So something a little out of the ordinary is going to happen on the site today. Because it just so happened that I experienced two pieces of media in the last two weeks that were incredibly similar, even being identical in some aspects. I didn’t plan on it, but it just worked out that I was finishing the terrific book Ladies and Gentlemen, the Bronx is Burning at the same time that my wife and I were watching the new Netflix series the Get down. It wasn’t intentional, but both works hope to examine what the city of New York was like during the summer of 1977, looking at changing culture and music, the strife in the Bronx, the great New York blackout, and the political strife going on at the time. And they actually made pretty great companion pieces to one another. They obviously aren’t the sae story or anything, but they both take place in the same time period and world, and really complimented each other in a great way, which is leading me to discuss both of them at the same time. I thought about writing one article examining them together, but that felt like a bit of a disservice to the two works, so I’m splitting them up and just making this Sunday a bit of a theme-day. So let’s learn about how insane 1977 was for the Big Apple.
Ladies and Gentlemen, the Bronx is Burning is a history book, not a novel, that tries to give an accurate feeling of what life was like at the time.
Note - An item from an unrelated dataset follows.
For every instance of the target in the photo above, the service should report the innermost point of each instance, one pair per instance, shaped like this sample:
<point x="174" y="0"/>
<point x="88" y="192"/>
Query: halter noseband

And it does so without landing on any central premise. I suppose it’s favorite topic is that of the New York Yankees and the run-up to their inevitable World Series win, but it does give equal measure to several different aspects of the city. We learn about the Yankees, and the internal struggle between Reggie Jackson, owner George Steinbrenner, and manager Billy Martin. We hear about the contentious mayoral race and the in-fighting between the slew of Democratic nominees such as Ed Koch, Bela Abzug, Mario Cuomo, and incumbent Abraham Beame. We also peaked in on the changing musical tides of the city, investigating the rise of disco and clubs such as Studio 54 while also juxtaposing the rise of the punk movement at CBGB’s. We hear about the city’s financial woes as it begins spiraling deeper and deeper into a fiscal depression that the federal government seems insistent on ignoring. We get the facts of the infamous Son of Sam serial killer who was targeting women with long brown hair throughout the boroughs, starting off an insane man-hunt through the entire city. There’s the tale of Rupert Murdoch coming to the city, buying the New York Post and forever changing journalism in America from a dignified profession to a sensationalist tabloid culture that was craving to find the bottom of the barrel. And of course, at the heart of the book, is the great blackout, which helped tear the already fractured city apart with a night of looting and chaos. Really the only thing the book didn’t talk about what the blackout’s role in the formation of hip hop, but that’s essentially what the Get Down is all about, so we’ll get to that later today.
New York is a pretty mythic city in America. Hell, probably in the whole world. We hear about it as this magical fairyland where anything is possible. And yet, when you watch movies from the 70s, particularly the films from the New Hollywood movie the general feeling you get from the city is one of defeat. The streets a dirty, the buildings are crumbling, the subways are covered in graffiti, and the people all looked depressed. It was a bleak time. And I guess I never realized just how dark 1977 was. It’s kind of insane when you look at that list up there. There was a lot of immensely important, culture-changing events all happening to the city in that one summer. It’s monumental. I can’t imagine that it isn’t considered one of the most important years in the cities history, and one that forever shaped the path that the city would go down. And author Jonathan Mahler does the impossible and tells all of those stories with equal interest. You wouldn’t think that a book could juggle the stories of David Berkowitz with Reggie Jackson and make them both see to fit the same narrative. But he does. I’ve made it pretty clear on my Lifetime of Simpsons articles that baseball is one subject that usually can bore me to tears, but he even made the drama the Yankees were feeling interesting. If you have any interest in New York or the 70s in general, I highly recommend picking this books up. It’s a fascinaintg read that somehow manages to keep all the various plates spinning, and really served as a tremendous companion to the Get Down.